Je m’étais tracé des occupations qui furent toujours très réglées et très suivies. J’avais lu et relu tous les bons ouvrages, tous nos chefs-d’œuvre, je me jetai dans les livres curieux. Je fis alors une lecture nouvelle bien intéressante ; ce fut l’ouvrage de M. de Bonald intitulé la Législation primitive, ouvrage plein de talent, d’excellents principes et de génie.
Quand le livre de M. Bonald parut, Napoléon était sur le trône depuis quelques années, et il avait eu la gloire de rétablir la religion et d’abattre la fausse philosophie. Les disciples de Voltaire et des autres n’osaient plus montrer leurs principes. La philosophie moderne était universellement décriée et méprisée.
On aurait dû croire que la restauration aurait achevé d’anéantir la fausse philosophie, et le contraire est arrivé. C’est un fait qui donne lieu à des réflexions bien affligeantes.
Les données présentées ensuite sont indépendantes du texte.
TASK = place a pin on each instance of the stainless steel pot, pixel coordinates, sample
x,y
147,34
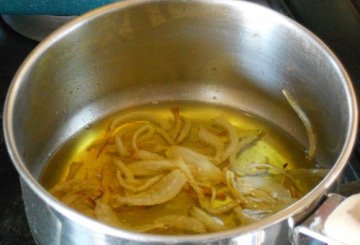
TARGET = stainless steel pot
x,y
135,52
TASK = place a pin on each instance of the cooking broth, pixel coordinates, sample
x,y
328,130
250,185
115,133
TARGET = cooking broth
x,y
180,168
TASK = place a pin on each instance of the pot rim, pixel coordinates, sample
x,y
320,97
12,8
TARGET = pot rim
x,y
96,226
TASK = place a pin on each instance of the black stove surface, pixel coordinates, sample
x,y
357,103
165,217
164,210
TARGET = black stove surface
x,y
336,22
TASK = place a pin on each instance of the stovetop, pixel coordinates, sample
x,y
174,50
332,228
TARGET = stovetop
x,y
336,22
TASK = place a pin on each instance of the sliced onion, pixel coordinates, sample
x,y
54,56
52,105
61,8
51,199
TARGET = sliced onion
x,y
151,167
211,223
147,155
202,169
230,181
305,120
162,191
184,131
233,137
146,128
178,122
73,169
146,184
213,140
120,146
124,169
105,214
164,135
242,145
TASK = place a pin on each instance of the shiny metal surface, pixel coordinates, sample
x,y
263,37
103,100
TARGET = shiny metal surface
x,y
35,27
313,226
135,52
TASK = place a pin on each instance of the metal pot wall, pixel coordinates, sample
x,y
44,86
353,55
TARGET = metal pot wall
x,y
135,52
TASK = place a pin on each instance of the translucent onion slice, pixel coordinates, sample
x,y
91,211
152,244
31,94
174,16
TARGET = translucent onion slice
x,y
120,146
242,145
164,135
214,141
148,129
139,116
151,167
147,155
73,170
231,184
305,120
146,184
178,122
185,130
211,223
105,214
182,222
124,169
233,137
202,169
162,191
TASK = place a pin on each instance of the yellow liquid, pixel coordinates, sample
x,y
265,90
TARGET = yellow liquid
x,y
274,148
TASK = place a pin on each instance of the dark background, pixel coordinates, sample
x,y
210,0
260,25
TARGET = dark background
x,y
336,22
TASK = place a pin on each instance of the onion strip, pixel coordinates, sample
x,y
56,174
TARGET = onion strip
x,y
162,191
306,122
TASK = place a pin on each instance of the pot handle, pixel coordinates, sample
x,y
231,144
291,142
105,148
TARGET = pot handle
x,y
336,221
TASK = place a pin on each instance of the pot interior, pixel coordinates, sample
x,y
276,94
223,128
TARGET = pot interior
x,y
239,55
Le Génie du Christianisme, de M. de Chateaubriand, parut deux ou trois ans avant la Législation primitive ; cet ouvrage fit une grande sensation, et il le méritait ; on y trouve d’admirables morceaux, entre autres le bel épisode d’Atala ; et cet ouvrage a fait beaucoup de bien à la religion, et par conséquent à la monarchie ; car la royauté légitime, ainsi que la morale, n’a de base véritablement solide que la religion. Celui des ouvrages de M. de Chateaubriand que j’admire le plus, c’est son Itinéraire de Jérusalem ; il y a dans ce voyage des descriptions délicieuses, et d’un bout à l’autre un sentiment religieux toujours vrai, toujours touchant.
Je ne connaissais point M. de Chateaubriand, lorsqu’il m’envoya, quand il parut, le Génie du Christianisme, en m’écrivant le billet le plus obligeant. Le Génie du Christianisme fut, à son apparition, le sujet des louanges les mieux fondées et du dénigrement le plus injuste. Je défendis M. de Chateaubriand avec toute la vivacité dont je suis capable ; il avait contre lui les gens sans religion et les littérateurs envieux, qui formaient une multitude d’ennemis. Je savais avec certitude, par M. de Cabre, que M. de Chateaubriand était tout le contraire pour moi, ce qui ne m’a pas empêchée d’écrire dans ce sens à l’empereur, dans le temps où il fut si irrité contre lui par M. de Lavalette, chargé de ma correspondance avec l’empereur.